Crane, a 66-year-old Chicago native, was first exposed to photography by her father, who printed pictures of family and friends in his amateur darkroom; she recalls watching in fascination as the images emerged from blank paper in the developing tray. As an undergraduate at Mills College she was encouraged by the great photographer Imogen Cunningham--"She gave us such hope; she gave me the sense that one could survive"--and Crane began taking her own photos to document artwork by others while she was still an art history major. Sixteen years later, in 1964, Aaron Siskind viewed her personal photographs and encouraged her to enroll in IIT's Institute of Design, after which her work increased in complexity and gained wider recognition.

The title From Coloma to Covert is taken from the names of two Michigan towns neighboring her country home, which is where these pictures were shot. When speaking of the present photos, Crane talks of "the monumentality of those sticks," which "look like artifacts . . . like they were part of some archaeological dig." But it is her own framing and juxtapositions that give them their odd power.

In number six, four horizontally arrayed images present a deep-space vista of a forest. For once the forest floor is visible; trees in the foreground have richly detailed textures to their bark--deeply grooved, gnarled, almost touchable--while trees in the background become less and less distinct, as if shrouded in mist. The scene is seductive, inviting; I can almost feel the forest floor under my feet or the dampness on my skin. The right side of one photo and the left side of an adjacent shot are filled by different sides of a large tree trunk, but each photo also duplicates the trunk's midsection. This repetition makes the trunk seem more powerful; it will not be delimited by Crane's frame lines; it somehow insists on an autonomy, a magical power to appear when and where it will.

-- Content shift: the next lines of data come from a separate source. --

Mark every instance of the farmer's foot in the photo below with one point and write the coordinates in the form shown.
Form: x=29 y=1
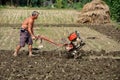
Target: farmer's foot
x=15 y=54
x=31 y=55
x=40 y=46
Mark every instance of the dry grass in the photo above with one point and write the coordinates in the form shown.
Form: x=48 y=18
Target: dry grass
x=95 y=12
x=46 y=16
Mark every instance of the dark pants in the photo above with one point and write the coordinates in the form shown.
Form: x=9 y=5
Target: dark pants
x=25 y=38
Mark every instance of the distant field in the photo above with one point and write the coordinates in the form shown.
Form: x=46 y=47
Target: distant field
x=10 y=22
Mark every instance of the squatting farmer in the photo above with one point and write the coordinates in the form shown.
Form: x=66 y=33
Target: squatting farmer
x=27 y=33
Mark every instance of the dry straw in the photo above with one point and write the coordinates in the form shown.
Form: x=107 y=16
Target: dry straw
x=95 y=12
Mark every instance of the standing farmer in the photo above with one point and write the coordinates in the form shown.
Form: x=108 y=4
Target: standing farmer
x=27 y=33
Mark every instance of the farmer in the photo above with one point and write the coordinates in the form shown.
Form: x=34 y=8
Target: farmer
x=27 y=33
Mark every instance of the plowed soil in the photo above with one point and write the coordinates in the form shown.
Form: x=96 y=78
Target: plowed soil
x=57 y=65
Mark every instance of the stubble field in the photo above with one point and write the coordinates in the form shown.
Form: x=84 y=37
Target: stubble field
x=100 y=56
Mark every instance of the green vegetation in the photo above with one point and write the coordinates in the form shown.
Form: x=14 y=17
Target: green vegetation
x=62 y=4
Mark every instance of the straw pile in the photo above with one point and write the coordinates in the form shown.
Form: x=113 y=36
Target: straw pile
x=95 y=12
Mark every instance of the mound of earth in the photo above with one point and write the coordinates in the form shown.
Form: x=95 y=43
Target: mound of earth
x=55 y=65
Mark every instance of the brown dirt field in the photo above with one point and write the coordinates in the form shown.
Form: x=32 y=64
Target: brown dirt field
x=55 y=65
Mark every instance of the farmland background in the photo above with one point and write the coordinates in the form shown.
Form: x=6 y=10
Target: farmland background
x=54 y=24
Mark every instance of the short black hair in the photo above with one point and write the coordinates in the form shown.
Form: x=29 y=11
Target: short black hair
x=34 y=13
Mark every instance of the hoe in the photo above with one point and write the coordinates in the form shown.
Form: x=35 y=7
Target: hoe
x=76 y=42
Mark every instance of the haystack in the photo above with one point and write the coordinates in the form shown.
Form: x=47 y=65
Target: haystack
x=95 y=12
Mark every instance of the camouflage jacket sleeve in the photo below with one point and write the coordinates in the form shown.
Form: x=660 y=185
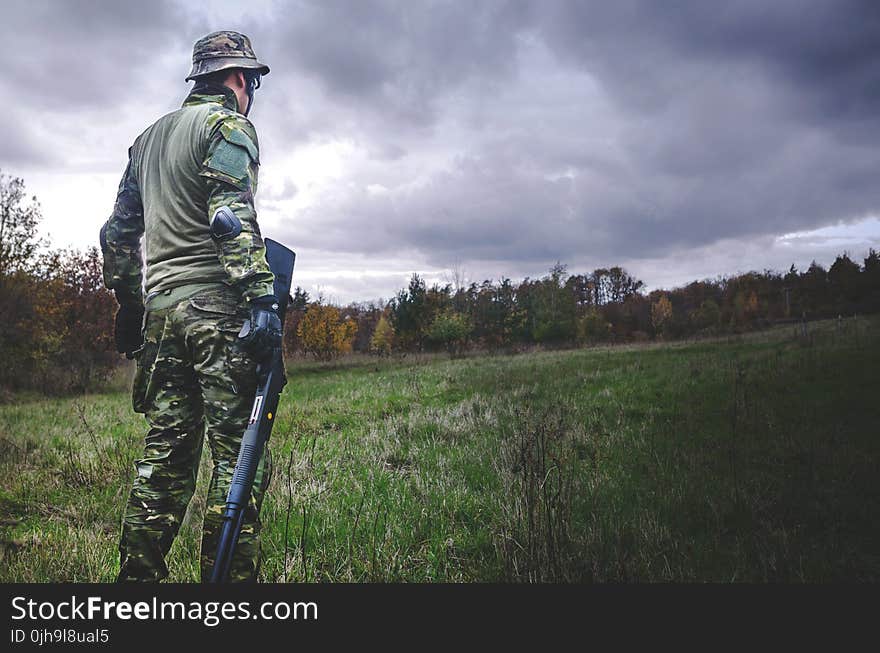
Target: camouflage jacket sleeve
x=121 y=242
x=230 y=169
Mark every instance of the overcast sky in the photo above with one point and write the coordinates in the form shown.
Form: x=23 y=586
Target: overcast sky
x=679 y=139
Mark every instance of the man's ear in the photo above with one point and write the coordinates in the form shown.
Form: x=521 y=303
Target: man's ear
x=236 y=79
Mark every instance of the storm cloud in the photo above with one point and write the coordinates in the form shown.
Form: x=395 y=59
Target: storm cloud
x=496 y=136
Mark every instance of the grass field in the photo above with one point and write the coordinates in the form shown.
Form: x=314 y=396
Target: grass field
x=755 y=458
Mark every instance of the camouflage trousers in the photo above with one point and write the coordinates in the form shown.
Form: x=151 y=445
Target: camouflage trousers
x=192 y=380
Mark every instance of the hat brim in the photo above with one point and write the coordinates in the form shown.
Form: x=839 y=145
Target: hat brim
x=208 y=66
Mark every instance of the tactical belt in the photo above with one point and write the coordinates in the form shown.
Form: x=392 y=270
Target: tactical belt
x=160 y=299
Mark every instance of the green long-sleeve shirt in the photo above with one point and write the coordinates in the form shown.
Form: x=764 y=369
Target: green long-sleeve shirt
x=183 y=168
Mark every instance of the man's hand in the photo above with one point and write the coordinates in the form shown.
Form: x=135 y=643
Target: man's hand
x=127 y=328
x=262 y=334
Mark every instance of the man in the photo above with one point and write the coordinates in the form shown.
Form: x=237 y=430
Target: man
x=188 y=190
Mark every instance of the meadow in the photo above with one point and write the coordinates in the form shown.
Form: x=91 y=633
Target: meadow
x=751 y=458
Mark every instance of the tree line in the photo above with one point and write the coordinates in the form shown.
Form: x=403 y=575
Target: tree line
x=56 y=331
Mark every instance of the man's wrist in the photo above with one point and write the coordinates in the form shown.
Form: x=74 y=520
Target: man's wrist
x=266 y=303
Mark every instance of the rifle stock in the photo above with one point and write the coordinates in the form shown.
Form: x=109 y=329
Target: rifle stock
x=271 y=382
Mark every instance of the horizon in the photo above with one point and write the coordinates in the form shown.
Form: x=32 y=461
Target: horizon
x=680 y=144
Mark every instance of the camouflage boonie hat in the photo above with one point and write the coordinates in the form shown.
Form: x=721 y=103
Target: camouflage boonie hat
x=221 y=50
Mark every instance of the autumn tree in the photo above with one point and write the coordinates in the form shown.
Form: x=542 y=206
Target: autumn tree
x=383 y=337
x=661 y=314
x=451 y=330
x=324 y=334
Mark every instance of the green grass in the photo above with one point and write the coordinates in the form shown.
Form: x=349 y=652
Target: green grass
x=746 y=459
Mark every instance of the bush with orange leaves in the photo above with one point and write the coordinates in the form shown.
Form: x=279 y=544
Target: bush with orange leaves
x=324 y=334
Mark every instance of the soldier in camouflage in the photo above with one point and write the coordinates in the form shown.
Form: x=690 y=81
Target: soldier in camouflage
x=188 y=193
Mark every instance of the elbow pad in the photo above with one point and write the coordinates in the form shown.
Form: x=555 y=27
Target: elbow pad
x=225 y=224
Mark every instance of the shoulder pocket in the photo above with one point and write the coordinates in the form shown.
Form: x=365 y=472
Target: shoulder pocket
x=232 y=157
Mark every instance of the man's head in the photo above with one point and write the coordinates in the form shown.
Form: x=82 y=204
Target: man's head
x=227 y=58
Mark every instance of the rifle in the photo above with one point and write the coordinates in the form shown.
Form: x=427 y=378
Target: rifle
x=271 y=380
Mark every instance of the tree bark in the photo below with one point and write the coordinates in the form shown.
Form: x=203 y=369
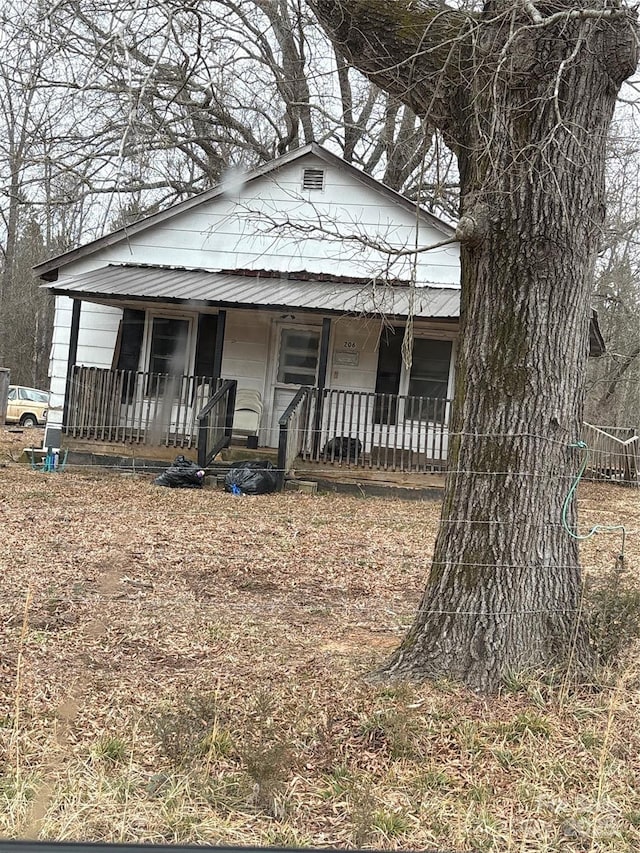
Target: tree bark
x=529 y=97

Number eight consists of two photographs of the same tree trunk. We see only a fragment of the surrounding forest at the outer edge of each photo. Here the trunk almost seems to be taking over the work under its own power.

That is precisely what happens in other photos from this show. Rather than juxtaposing pictures of contiguous spaces, Crane groups elegantly enlarged images of stones or trunks. In Coloma to Covert Sticks, we see vivid close-ups of bark mounted on four huge panels, each over five feet high, with every tiny crevice enlarged to the scale of a giant sculpture. These oversized images seem like icons from some secret sect of Druids; the photographs appear to become the surface of the tree itself. The "ideology" behind the photos now stands revealed: nature is revered as something far larger and more mysterious than the frames of human imagery, or the categories made by human minds, can ever hope to contain.